Agencies Need To Reshape The Role of the Technologist

hand made of dots

By Eric Mayhew, Fluency, President

Agencies have traditionally not recruited for technologists with ad ops and platform skills in the programmatic era.  But now as their clients are making automation a priority, agencies are rethinking their talent pools. A case must be made for agencies to add more staffers with skill sets that will enable them to bridge the chasm between the technical developer community and the ad world.  Against the backdrop of the “Great Resignation”, agencies have the opportunity now to rethink what and with whom they need to move forward.

Digital Advertising is Still Too Labor-Intensive

It’s true that marketing orgs are absolutely adopting varying levels of automation as a part of their larger digital transformation but they are still in the early innings of this game.  There are powerful automation tools in the marketplace but many brands are still kicking the tires on these platforms without making a serious commitment.  Until they really commit, the current misalignment of resources will continue to rob marketers and their agencies of peak operational efficiency and resource allocation that will prevent them from optimizing increasingly complex campaigns at scale.

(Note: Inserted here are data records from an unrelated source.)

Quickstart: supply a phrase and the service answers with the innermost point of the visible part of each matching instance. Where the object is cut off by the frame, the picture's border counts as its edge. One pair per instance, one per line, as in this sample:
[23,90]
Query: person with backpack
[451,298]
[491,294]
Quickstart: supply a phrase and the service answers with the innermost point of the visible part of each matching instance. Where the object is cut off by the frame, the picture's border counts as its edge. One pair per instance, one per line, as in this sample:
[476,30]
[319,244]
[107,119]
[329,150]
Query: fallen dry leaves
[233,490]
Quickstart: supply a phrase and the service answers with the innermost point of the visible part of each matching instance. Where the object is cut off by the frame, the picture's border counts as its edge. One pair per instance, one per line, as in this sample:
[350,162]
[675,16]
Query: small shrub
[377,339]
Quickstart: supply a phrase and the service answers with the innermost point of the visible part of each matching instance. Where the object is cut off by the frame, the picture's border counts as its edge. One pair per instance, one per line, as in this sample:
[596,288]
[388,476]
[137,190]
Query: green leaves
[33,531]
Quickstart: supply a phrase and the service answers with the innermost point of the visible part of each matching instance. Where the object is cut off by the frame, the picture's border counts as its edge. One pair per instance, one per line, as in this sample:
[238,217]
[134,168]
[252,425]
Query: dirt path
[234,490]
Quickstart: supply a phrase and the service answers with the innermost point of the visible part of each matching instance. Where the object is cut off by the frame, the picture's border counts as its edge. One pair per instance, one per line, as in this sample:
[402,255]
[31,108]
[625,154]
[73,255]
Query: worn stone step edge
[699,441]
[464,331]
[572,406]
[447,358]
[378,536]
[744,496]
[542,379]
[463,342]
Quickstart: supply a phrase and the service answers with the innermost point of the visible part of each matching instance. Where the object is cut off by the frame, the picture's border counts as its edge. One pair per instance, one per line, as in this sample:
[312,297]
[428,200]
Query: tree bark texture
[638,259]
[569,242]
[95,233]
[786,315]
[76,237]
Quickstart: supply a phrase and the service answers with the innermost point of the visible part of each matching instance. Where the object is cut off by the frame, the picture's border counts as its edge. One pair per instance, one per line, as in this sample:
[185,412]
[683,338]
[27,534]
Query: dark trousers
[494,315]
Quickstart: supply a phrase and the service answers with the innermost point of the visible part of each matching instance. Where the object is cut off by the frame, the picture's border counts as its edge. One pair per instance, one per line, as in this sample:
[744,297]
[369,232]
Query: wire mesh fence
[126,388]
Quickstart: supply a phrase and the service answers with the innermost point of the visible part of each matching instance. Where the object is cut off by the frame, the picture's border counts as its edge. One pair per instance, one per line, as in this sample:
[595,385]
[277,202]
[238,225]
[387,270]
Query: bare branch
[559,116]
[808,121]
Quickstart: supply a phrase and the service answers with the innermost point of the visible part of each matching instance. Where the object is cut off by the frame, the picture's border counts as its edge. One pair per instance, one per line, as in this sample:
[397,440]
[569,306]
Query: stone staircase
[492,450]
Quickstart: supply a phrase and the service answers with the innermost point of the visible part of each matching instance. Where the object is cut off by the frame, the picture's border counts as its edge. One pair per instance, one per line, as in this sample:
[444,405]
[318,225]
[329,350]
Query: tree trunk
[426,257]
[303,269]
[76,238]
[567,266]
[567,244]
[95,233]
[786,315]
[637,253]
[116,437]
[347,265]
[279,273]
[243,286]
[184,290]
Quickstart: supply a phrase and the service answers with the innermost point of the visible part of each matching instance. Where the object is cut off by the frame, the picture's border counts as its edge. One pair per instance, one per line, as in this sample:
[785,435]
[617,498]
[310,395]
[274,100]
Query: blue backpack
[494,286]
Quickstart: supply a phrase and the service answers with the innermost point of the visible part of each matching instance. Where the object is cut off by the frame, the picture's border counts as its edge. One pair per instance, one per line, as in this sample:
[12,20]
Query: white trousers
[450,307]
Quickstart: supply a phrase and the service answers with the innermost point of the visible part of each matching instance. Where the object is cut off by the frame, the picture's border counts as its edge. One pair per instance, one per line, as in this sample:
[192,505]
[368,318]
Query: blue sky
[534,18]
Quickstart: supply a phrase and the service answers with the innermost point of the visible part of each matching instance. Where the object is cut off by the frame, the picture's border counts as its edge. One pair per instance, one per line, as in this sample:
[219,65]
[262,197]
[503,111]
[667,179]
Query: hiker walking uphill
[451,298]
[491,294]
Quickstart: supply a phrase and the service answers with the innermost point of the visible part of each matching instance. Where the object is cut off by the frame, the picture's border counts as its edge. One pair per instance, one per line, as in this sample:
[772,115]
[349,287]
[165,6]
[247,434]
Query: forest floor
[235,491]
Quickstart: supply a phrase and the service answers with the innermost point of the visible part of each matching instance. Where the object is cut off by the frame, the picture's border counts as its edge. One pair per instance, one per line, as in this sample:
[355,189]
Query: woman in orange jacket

Agencies have countenanced for years classically unbalanced ratios of 25-35 local  campaigns per each agency ad ops staffer, as an example.  With the large campaign portfolios, your agency could easily require 200+ staff to execute.  And with resources stretched, agencies onboard ad ops head count that aren’t best-in-class in terms of technical prowess.  And because this unwieldy “technical staff” is often operating without proper tooling, the disgruntlement quotient tends to run high with people leaving in search of fulfillment.

The good news is that it doesn’t have to be this way.

With the aid of powerful automation platforms, built upon a sturdy foundation of rules engines, the head count can be rationalized whereby your agency hires much fewer, albeit more skilled, sophisticated technical staffers.

Selecting the right tool for your brand’s needs will automate the mundane, which tends to be 80% or more of a strategist’s role, which ultimately quintuples capacity.  Ratios safely can go to 100 – 175 campaigns per strategist.  With this optimization of resources, strategists actually get to be strategists and not button-pushers.  This redefined role will get to think in terms of patterns and data sets.  What is the same from account to account, what changes, and how can we simplify those changes to make them easier to execute?  This is the modern digital strategist.  They are advertising architects, building business narratives, refining your brand’s operations, scaling themselves, and impacting your entire portfolio.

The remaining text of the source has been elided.